That sage advice was brought home to me when I finally got round to reading Jared Diamond’s new book, The World Until Yesterday.
Like the several commentators on PNG Attitude, I added my tuppence worth of criticism based on reviews of the book and a few articles on the net questioning his sources. One of the latter pieces was particularly virulent and I should have picked it up then.
What we commentators blithely did was accept the view that the book was (a) pop-anthropology at its worst and (b) full of inaccuracies about some of the more apparently sordid attributes of past and present customary practises in Papua New Guinea.

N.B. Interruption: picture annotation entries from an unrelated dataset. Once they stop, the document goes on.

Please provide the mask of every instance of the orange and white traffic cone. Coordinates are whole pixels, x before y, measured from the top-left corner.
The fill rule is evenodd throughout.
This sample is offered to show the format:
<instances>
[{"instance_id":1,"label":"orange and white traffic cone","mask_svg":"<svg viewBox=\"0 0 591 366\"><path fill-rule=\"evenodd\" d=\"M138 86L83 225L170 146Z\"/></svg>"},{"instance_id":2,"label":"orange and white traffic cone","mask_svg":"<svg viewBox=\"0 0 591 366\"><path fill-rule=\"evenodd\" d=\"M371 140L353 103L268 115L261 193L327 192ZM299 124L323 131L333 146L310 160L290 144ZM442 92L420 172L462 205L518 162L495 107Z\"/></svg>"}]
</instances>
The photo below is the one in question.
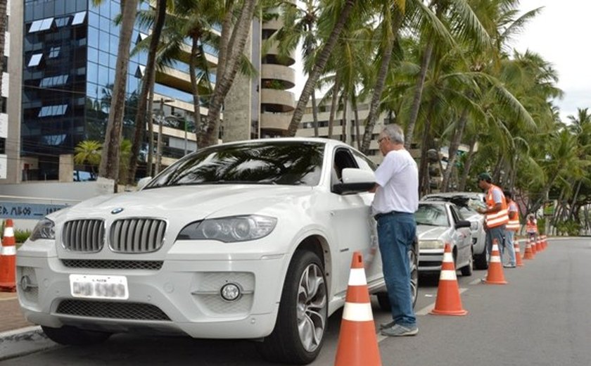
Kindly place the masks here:
<instances>
[{"instance_id":1,"label":"orange and white traffic cone","mask_svg":"<svg viewBox=\"0 0 591 366\"><path fill-rule=\"evenodd\" d=\"M459 289L454 265L452 248L445 244L443 262L439 274L439 286L437 288L437 300L435 308L431 311L433 315L465 315L468 311L462 308Z\"/></svg>"},{"instance_id":2,"label":"orange and white traffic cone","mask_svg":"<svg viewBox=\"0 0 591 366\"><path fill-rule=\"evenodd\" d=\"M526 252L523 253L523 259L533 259L533 252L531 249L532 243L533 243L532 238L526 241Z\"/></svg>"},{"instance_id":3,"label":"orange and white traffic cone","mask_svg":"<svg viewBox=\"0 0 591 366\"><path fill-rule=\"evenodd\" d=\"M334 366L381 366L361 253L353 253Z\"/></svg>"},{"instance_id":4,"label":"orange and white traffic cone","mask_svg":"<svg viewBox=\"0 0 591 366\"><path fill-rule=\"evenodd\" d=\"M4 236L2 238L2 248L0 250L0 291L15 291L15 277L16 242L13 220L8 219L4 225Z\"/></svg>"},{"instance_id":5,"label":"orange and white traffic cone","mask_svg":"<svg viewBox=\"0 0 591 366\"><path fill-rule=\"evenodd\" d=\"M515 249L515 265L521 267L523 265L523 260L521 259L521 250L519 248L519 241L517 239L513 242L513 248Z\"/></svg>"},{"instance_id":6,"label":"orange and white traffic cone","mask_svg":"<svg viewBox=\"0 0 591 366\"><path fill-rule=\"evenodd\" d=\"M493 241L493 253L488 263L488 272L484 282L490 284L507 284L503 274L503 266L501 264L501 255L499 253L499 244L497 239Z\"/></svg>"}]
</instances>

The book, in fact, is neither of these things.
What it is is a summary of well-known anthropological and other data sprinkled with a collection of Diamond’s personal anecdotes in a way which contrasts modern western societies with past and present traditional societies in several parts of the world, including Papua New Guinea, in an attempt to extract any useful wisdom and practises.
It is a long and fuzzy book which is poorly referenced and Diamond fails to make any real headway. If he does it is buried among all the tangents that he embarks on and is not clear at all.
He also gets bogged down in superfluous detail which eventually buries his central theme that we can learn useful things from hunters and gatherers. I think that at the end of the book the reader might still be puzzled about this point.
With regard to point (a), it is not pop-anthropology, as I claimed, but merely popular anthropology. That is, Diamond has taken anthropological research, some of it very old and dated, and stripped it of its academic jargon and obfuscation to render it readable and comprehensible to the ordinary reader.
This in itself is a laudable thing. Anthropologists, sociologists, historians and the like specialise in taking the obvious and dressing it up in language that sounds profound and new. On top of that they write mainly for each other, so none of it filters down to us mere mortals.
Diamond has provided a useful service in translating the gibberish into plain speak. There should be more of it.
People are obviously interested because the book has been sitting comfortably in the middle of the best seller lists for a couple of weeks now; the paperback is even on Big W’s bookshelves among all the turgid crime and romance novels, including, I notice, a growing block of soft core erotica for women. It looks quite out of place.
I dabble in anthropology and I must admit that I didn’t learn anything new by reading the book. I did stumble across some questionable interpretations and generalisations, some of which have been put to bed quite a long time ago. All in all though, it is all quite innocent.
As for point (b), the so-called sensational and derogatory stuff about Papua New Guinean society is just that; except it’s not Diamond doing the sensationalising but the media.
The stuff about strangling widows among the Kaulong people on New Ireland is there but it is made plain that it was a very old and now obsolete custom.
Diamond uses it to make the point that customs reach a point where there original practicality becomes lost in time and the continuance makes no sense.
The fact that a widow insisted on being strangled upon the death of her husband as late as 1957 is used by Diamond to illustrate the longevity but irrelevance of some customs.
Papua New Guinea, in fact, gets a pretty good wrap in the book. Diamond has obviously caught the bug and is clearly very fond of the place and its people and this is shown repeatedly in the text.
I suppose, to quote another old adage, ‘any publicity is better than no publicity’ so Diamond probably doesn’t really mind the sensationalism because it makes people buy the book.
Then again, he’s an old bloke and the money might not matter as much as the message. Either way, it all helps to get it out there.
So if you believe the best seller lists Australians are buying the book and learning something about Papua New Guinea. That can’t be a bad thing I reckon.
It hasn’t gone on my bookshelves but sits in the cardboard box in the shed that I deliver to the local second-hand bookshop every few months - an interesting read but by no means earth-shattering or eye-opening as the cover blurb claims.